The TREMNIOS trial is expected to lay the essential groundwork for a planned large-scale randomized controlled trial to determine if adopting a simple TRE pattern intervention can lead to restoring rhythmic daily behavior resulting in a reduction of cardiometabolic risks and improvements of health status in Polish population of patients with MetS and prolonged daily eating period. The results of this trial will be useful for a design of future large-scale trial in terms of sample size, inclusion/exclusion criteria, duration and timing of TRE eating window, length of TRE intervention, primary and secondary outcomes, use of the mCC app, and spectrum of biomarkers for evaluating the efficacy of TRE intervention in patients with MetS. TRE studies on the American populations of patients with MetS have been recently undertaken in the US under the leadership of scientists who are the members of TREMNIOS research team (P.R.T., S.P., and E.N.C.M.). The initiation of acquisition of TRE-related data for the European population of patients through the TREMNIOS trial and the use of consistent protocols will facilitate creation of joint databases and comparative analysis of patient populations with MetS from different countries and continents.

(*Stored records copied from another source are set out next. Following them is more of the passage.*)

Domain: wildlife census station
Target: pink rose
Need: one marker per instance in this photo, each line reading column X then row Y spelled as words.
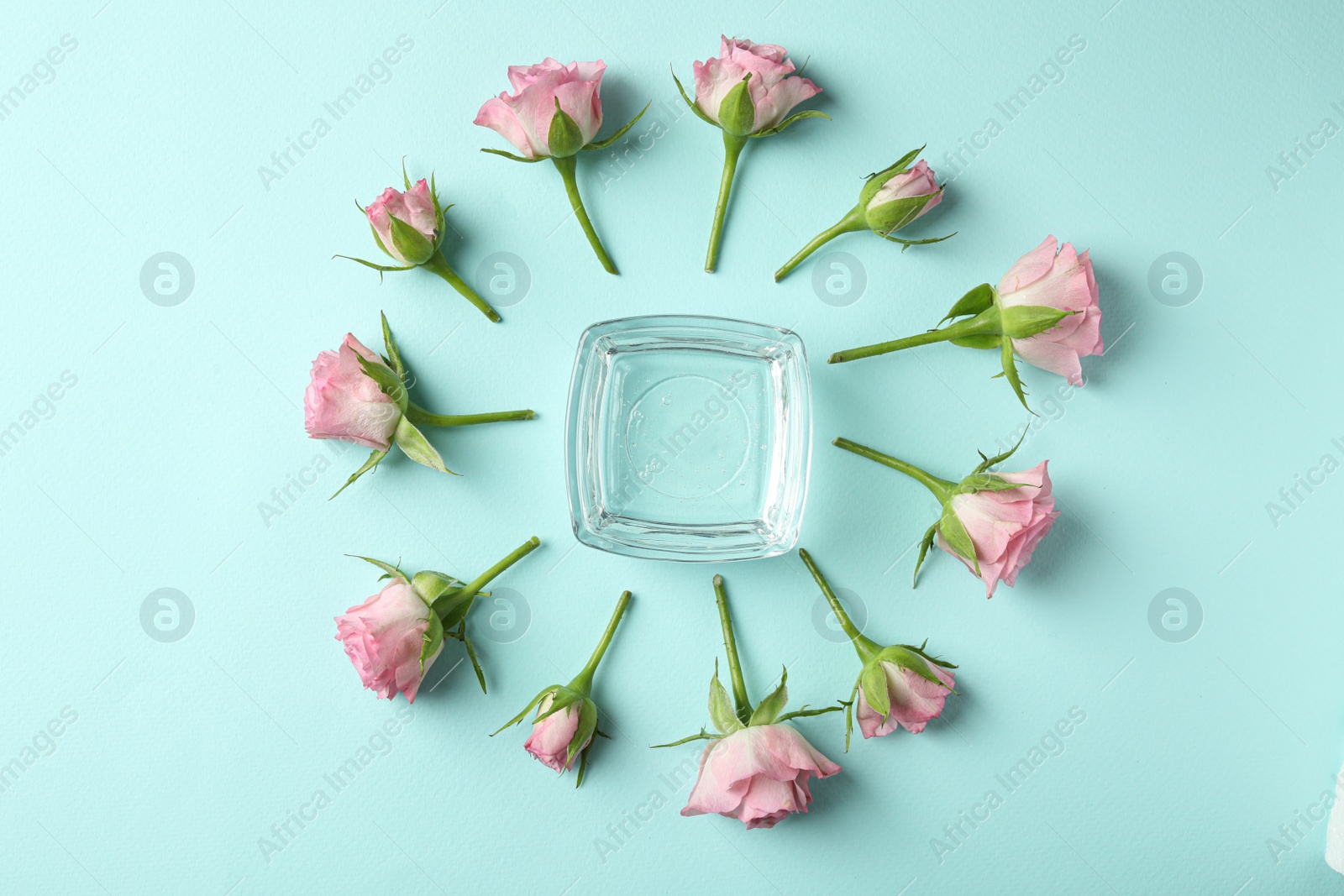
column 917, row 181
column 414, row 207
column 770, row 86
column 550, row 739
column 1005, row 527
column 757, row 775
column 1062, row 281
column 524, row 117
column 383, row 638
column 344, row 403
column 914, row 700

The TREMNIOS trial will examine one group of 30 patients (pre-post TRE intervention) with no control group which is a potential limitation. This approach has been chosen given that this trial is a precursor for large-scale controlled trial in the future and available funding at this initial stage of study is limited which limits the overall number of patients. Following the results of power analysis, it is deemed advantageous to conduct a single arm trial with 30 participants rather than the controlled trial with a smaller sample size of each group. Whereas the evaluation of the adherence to the TRE intervention does not require a control group, the interpretation of exploratory data on cardiometabolic parameters will require caution. For example, because there is no control group, one cannot exclude the possibility that TRE-related changes in cardiometabolic parameters will be to some extent affected by the process of monitoring during the TRE intervention. The planned randomized controlled trial to be conducted after the TREMNIOS trial is expected to be free of this limitation. However, the lack of a control group in the TREMNIOS trial may limit the ability to predict the acceptability of participants to be randomized to intervention and control groups in a planned large-scale randomized-control trial.